“Will machines replace humans? “It is 1940, and Franklin D. Roosevelt, in a debate with the President of MIT, is concerned about the impact of machines on the unemployment curve. Sixteen years later, at the Dartmouth conference, artificial intelligence (AI) officially became a scientific discipline. This time, robots will certainly replace humans. It is only a matter of years, perhaps months… Sixty years later, our colleagues at work are made of flesh and blood, and our ambitions are finally reduced. The latest example to date: the autonomous car, which was planned for 2020 4 years ago. A word of advice: keep your driving licence for at least ten years.

Yes, it is likely that one day, artificial intelligence will do everything as well as a human being, as Geoffrey Hinton, winner of the 2019 Turing Prize, predicted. But, it’s not a matter of months, or even years… Half a century? A few hundred years? More? It would be very risky to start making estimates.

Researchers face several major obstacles that force AI to remain at a “weak” stage. Algorithms are currently able to solve “specific” problems for which they have been trained (e. g. games), to interpret sensory data in a summary way (speech and visual recognition) and even to generate voices, texts or images, as Samsung recently presented it, among others. Deep learning, based on artificial neural networks, has taken us a step further in recent years. But just because an AI is able to beat the world champion of the Go game or any human being in chess does not mean that it is “strong”. So go ask AlphaGo to remember your shopping list to convince yourself, you won’t risk coming back from the busy supermarket. It is even estimated that the IQ of artificial intelligence today would be equivalent to that of a 4-year-old child (result that must be interpreted with caution, as the AI tested has been programmed specifically for the skills assessed by the test). This is reassuring to President Roosevelt.

4 major areas are not yet mastered by this “4 year old child”, on which we humans have a serious advantage.

Independent planning and adaptation. Imagine a robot cleaning agent in a park. If he soon has no battery left, he will not be able to generate a plan to recharge himself. Programmers will need to have a system in place to identify and get to the charging area. And if one day this area is out of order, it will not be able to adapt on its own, unless the case has been planned in advance by the designers of the algorithm – where a human agent would have no problem imagining a backup plan if the sandwich shop in the park is closed. In short, in an uncertain environment, our artificial intelligences no longer have much intelligence. Admittedly, the combination of current AI techniques of “deep learning” and “learning by strengthening” allows our robot to learn from its environment and the changes that are carried out there, but only in closed environments with fixed and known rules, such as on the board of a go or chess game for example – not on a road network, where the unexpected can happen at any time.

The ability to learn with few examples. Let’s take this same robot, in this same park. To identify the approaching dog as a potential threat, he had to ingest millions of photos with and without dogs beforehand. Because today, however “intelligent” they may be, our algorithms need a lot of examples to be able to recognize what a dog, a tree, a table is. The four-year-old did not need thousands or millions of examples of dogs to recognize one. A research axis, called “transfer learning”, would allow our robot to learn to recognize the environment in which it finds itself, however varied it may be, from a limited number of examples.

Learning from explanations. Today, AI algorithms are trained only with examples but cannot take full advantage of a conceptualization of what they have learned. You can tell a child that a panther is a big cat, and that a boat has no leg, otherwise it would walk. He will therefore be able to recognize panthers and will not expect to see a picture with a boat in shorts. A machine cannot do this, it will not be able to identify a panther if it has not seen many examples before and will never be bothered by a picture of a catamaran running around.
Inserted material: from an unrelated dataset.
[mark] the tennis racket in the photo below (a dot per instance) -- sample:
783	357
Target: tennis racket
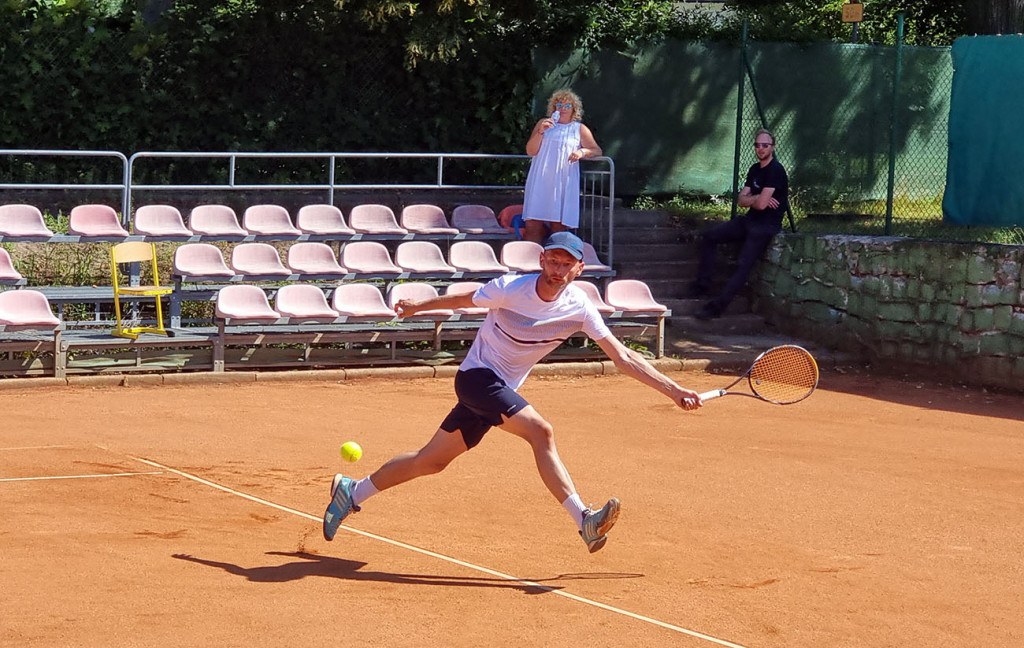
782	375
Explanability of results. Humans are usually able, when asked, to explain at least partially why they made a particular decision. The most advanced AIs are very poor teachers when it comes to explaining how they have solved a problem. This is a concern at a time when they are attending more and more bankers, insurers and doctors. Modern deep learning algorithms are made up of millions of artificial neurons that have organized themselves among themselves, and which once trained operate in “black box” mode: even those who designed them cannot easily interpret the results of their operation. This is both practical (they can solve very complex problems very quickly) and extremely problematic: how to justify to your client this loan refusal decided by an algorithm? And how can we understand that this autonomous car has decided on an extremely risky manoeuvre, at the cost of material or even human damage? Even if it is the right decision, how can we trust an artificial intelligence when it makes a diagnosis contrary to that of a specialist doctor?

These blockages make today’s artificial intelligences “weak” AIs, over which humans have the upper hand. Especially since researchers are faced with a problem of theoretical formalization of the algorithms used. Some theorems exist, but our expertise is still based largely on empirical knowledge and not always on implacable mathematical theories. We grope, we move forward, we modify, to finally achieve our goals. Because if machines sometimes misunderstand humans, humans also have difficulty understanding how their machines work.